Blockage? What Blockage?

Lovely and immensely talented author Lucy Coats blogged about overcoming and doing battle with the dastardly writer’s block recently. You can read it and all the useful comments here. Someone raised the question: do fantastically successful writers like JK Rowling and James Patterson ever have writer’s block? While on my slippery- wet-and -generally -unpleasant- though- full -of -healthful- benefits morning walk I pondered this. I have experienced writer’s block but to a very small degree and usually when I am trying to force something which is not working. I think this is the way my snarky muse lets me know that I need to trash a particular passage/character/sub plot (or sometimes scarily, major plot) and try a different approach. It never lasts more than a day or two and usually a regime of energetic walks and a lot of venting (discussion), sorts it out. I was always reluctant to call it writer’s block- something that Lucy points out in her blog- as if that would give ‘it’ more power over me. It has always seemed to me as well (and this is strictly a personal thing) that it was a sign that I was an amateur writer without the discipline and talent to write past it. But my blockages (ewww) were more like stumbling blocks, small barriers, not a yawning chasm of emptiness leading to despair and depression. My brain is quite frequently sludgy but it’s never been completely filled with sludge. I’ve always been able to dig myself out, mostly by putting aside whatever I’m working on, getting enough sleep, writing something new- blog, tweets, short story, other idea- and reading lots of books. Easing myself back into the routine helps too. And banning guilt. Guilt has no place in a writer’s life. We are frequently entirely too hard on ourselves. A little easing off of the whip never hurt anyone. I’m thinking that admitting the existence and reality of writer’s block might defang and declaw ‘it’ to some extent. Saying it out loud maybe makes it less scary. And as for JK Rowling, James Patterson, etc…if there is any truth to that, I’m wondering if it’s more a question of confidence. If you’ve had wild success as an author and dealt with writing block (either on a small scale or large) maybe you know you can overcome it, know that it is perhaps a natural part of the writing process, know that you can obliterate it in a fair fight.

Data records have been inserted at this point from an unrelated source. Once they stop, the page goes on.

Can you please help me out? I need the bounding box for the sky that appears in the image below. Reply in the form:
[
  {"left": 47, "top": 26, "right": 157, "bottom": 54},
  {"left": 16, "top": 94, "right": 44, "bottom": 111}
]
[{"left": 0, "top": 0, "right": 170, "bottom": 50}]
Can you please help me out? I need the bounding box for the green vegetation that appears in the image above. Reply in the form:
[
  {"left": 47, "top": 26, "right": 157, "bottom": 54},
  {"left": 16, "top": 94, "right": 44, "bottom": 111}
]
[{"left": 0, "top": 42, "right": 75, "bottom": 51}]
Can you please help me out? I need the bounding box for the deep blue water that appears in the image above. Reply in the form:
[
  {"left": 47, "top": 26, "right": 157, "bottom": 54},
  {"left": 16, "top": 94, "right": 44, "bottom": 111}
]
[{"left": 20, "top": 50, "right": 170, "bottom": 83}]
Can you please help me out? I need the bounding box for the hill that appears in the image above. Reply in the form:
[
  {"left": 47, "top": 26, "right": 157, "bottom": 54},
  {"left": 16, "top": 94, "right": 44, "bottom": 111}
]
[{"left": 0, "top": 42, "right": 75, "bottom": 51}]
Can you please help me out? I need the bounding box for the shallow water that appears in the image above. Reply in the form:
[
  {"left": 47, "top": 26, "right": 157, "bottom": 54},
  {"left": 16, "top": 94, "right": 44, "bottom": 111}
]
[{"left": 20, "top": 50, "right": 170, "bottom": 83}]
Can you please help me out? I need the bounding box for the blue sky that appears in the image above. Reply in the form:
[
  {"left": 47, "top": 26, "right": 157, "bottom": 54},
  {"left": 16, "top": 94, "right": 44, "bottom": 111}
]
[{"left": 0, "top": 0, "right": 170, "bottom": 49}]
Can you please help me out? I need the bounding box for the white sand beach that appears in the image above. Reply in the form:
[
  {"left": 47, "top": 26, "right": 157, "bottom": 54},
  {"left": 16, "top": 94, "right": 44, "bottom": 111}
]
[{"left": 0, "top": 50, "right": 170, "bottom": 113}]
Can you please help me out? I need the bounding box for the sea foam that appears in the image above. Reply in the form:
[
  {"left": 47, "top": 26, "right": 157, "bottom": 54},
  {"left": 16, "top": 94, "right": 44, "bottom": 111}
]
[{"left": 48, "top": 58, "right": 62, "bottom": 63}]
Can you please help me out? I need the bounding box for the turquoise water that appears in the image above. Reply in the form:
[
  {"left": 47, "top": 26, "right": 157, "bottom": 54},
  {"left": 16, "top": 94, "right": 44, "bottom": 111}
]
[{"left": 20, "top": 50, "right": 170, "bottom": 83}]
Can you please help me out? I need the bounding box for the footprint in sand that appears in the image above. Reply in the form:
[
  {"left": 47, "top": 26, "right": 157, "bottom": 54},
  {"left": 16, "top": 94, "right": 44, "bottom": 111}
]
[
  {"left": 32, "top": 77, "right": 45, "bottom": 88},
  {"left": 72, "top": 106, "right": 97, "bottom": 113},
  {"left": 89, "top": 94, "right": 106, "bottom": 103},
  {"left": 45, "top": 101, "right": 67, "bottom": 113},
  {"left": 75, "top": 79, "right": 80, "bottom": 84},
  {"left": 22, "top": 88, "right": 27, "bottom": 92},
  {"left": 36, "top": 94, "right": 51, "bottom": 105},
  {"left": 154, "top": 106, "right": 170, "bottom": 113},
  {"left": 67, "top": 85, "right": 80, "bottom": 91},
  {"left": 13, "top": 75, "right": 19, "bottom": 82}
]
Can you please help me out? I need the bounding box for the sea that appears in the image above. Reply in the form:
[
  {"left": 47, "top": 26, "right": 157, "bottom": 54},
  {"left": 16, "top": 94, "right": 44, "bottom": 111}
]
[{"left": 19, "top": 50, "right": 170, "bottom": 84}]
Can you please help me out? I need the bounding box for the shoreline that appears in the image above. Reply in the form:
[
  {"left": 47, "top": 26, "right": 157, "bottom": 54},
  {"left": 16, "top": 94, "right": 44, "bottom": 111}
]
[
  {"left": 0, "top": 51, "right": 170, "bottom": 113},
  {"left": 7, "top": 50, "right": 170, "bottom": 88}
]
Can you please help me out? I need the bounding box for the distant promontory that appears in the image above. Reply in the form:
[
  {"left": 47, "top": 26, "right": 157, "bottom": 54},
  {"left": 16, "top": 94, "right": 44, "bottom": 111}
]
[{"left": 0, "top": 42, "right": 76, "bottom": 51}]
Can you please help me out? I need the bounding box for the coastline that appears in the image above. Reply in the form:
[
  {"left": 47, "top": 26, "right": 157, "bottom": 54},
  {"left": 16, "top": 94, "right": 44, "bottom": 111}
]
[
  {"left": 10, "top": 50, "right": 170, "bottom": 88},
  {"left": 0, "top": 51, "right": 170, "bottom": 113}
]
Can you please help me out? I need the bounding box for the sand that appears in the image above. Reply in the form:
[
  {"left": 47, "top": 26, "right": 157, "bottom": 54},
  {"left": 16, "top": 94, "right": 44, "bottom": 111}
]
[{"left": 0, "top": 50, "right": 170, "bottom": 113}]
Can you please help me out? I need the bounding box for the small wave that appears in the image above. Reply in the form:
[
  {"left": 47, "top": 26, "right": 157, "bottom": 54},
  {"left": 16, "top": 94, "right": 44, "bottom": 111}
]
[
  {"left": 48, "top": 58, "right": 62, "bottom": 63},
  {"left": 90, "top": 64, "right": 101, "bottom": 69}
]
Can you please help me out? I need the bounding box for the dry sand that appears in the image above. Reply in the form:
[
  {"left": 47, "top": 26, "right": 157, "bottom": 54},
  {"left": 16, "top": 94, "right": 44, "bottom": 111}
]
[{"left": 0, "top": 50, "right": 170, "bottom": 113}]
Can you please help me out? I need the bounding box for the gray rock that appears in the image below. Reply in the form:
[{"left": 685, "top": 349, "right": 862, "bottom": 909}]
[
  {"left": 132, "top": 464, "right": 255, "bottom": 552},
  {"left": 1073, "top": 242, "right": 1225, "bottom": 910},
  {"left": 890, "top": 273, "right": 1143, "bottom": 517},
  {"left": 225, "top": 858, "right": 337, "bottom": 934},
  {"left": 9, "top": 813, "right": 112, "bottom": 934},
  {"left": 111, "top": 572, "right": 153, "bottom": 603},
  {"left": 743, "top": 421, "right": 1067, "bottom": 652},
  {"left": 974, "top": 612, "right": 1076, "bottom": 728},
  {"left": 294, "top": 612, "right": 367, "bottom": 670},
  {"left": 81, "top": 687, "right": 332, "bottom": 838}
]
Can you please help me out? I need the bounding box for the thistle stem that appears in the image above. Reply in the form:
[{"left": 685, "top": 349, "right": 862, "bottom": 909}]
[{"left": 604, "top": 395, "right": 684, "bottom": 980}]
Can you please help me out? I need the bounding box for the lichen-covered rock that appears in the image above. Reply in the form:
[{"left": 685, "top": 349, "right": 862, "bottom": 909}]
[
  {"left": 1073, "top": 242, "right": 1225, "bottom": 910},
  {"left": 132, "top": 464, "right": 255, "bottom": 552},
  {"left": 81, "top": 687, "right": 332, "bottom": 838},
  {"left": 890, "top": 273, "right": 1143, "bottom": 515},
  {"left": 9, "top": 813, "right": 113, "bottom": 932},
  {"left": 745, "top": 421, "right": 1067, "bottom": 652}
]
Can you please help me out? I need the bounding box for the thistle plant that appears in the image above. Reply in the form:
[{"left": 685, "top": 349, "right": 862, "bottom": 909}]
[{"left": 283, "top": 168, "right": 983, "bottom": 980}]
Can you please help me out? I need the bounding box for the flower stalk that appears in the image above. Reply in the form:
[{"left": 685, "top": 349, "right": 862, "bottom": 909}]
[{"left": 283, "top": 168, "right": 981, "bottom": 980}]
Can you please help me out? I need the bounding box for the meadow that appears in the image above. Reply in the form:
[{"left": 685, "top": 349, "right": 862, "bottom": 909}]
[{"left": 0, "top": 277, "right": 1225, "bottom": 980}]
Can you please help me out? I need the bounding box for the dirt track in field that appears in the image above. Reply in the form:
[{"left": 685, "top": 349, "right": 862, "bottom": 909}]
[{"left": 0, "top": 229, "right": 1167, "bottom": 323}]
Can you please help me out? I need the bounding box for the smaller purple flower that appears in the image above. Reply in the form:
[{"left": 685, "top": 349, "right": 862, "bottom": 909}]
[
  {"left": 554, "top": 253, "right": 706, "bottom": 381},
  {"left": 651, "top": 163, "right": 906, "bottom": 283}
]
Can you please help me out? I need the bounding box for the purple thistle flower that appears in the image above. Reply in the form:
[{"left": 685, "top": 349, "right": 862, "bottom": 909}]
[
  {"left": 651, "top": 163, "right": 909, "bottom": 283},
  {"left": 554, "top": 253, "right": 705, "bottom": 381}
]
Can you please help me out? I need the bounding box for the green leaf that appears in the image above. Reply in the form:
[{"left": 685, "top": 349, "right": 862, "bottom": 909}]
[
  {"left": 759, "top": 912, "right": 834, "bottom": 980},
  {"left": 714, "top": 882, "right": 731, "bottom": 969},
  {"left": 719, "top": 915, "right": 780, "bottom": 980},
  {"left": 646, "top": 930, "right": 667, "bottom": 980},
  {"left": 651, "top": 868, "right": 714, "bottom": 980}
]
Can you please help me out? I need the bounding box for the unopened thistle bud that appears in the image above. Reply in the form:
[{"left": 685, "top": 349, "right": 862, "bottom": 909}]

7 thoughts on “Blockage? What Blockage?

  1. No, I think you're right, Jo. Sometimes being stuck – which is what I call it – is a sign from the subconscious that you are heading the wrong way. Go away and do something else, sleep on it, garden, walk the dog. One morning you'll wake up knowing which way to go. And guilt is always destructive.

  2. I have to think that having passed through a writer's block lets you know it can be done. And once you know a thing can be done, the doing becomes easier.

    WB for me is situational. I may be "blocked" on one of my novels, but just fine on the blog. Taking pen to paper, keyboard to screen, etc., and pushing on in another direction seems to work for me.

  3. I've never had writers block – ever. I actually have the opposite problem: too many ideas floating around in my head and many that need constant weeding!

  4. Thank you, Jo–this is a most useful branch to the wider discussion I was hoping to grow on this sometimes contentious subject. " I'm thinking that admitting the existence and reality of writer's block might defang and declaw 'it' to some extent. Saying it out loud maybe makes it less scary." Yes–that thing of naming your fear somehow helps to defeat it. It's an effective psychological tool in the writer's box. The spectre of 'WB' haunts most of us (though not all as I now know well, having had some fairly bracing comments telling me that it does not exist). Dealing with it early–doing exactly what you do ie walk, vent–taking yourself away for a time from the problem often cures it or moves you and your plot on to a different and better place. Having it for as long as I did–because of illness and depression–and being in that creative wilderness is not something I would wish on my worst enemy (if I had one!). What I would like to do most of all is to give other writers ways to conquer/avoid WB before it becomes the monster it was for me.

    Lucy Coats at http://scribblecitycentral.blogspot.com

  5. It's a vicious circle isn't it, Lucy???The incapability to write because of things outside our control followed by the depression because you're not writing. Just awful.
    I don't understand why people refuse to admit that B exists for some people. Why on earth would we make something like that up? Perhaps they deny it out of fear as if it's contagious?
    Thanks for commenting.

  6. Right, everyone jump on Donna Hosie and pummel her!
    Seriously though, hurray for you, Donna!
    Sounds like you never stop writing so therefore the dreaded WB can't get a grip on you.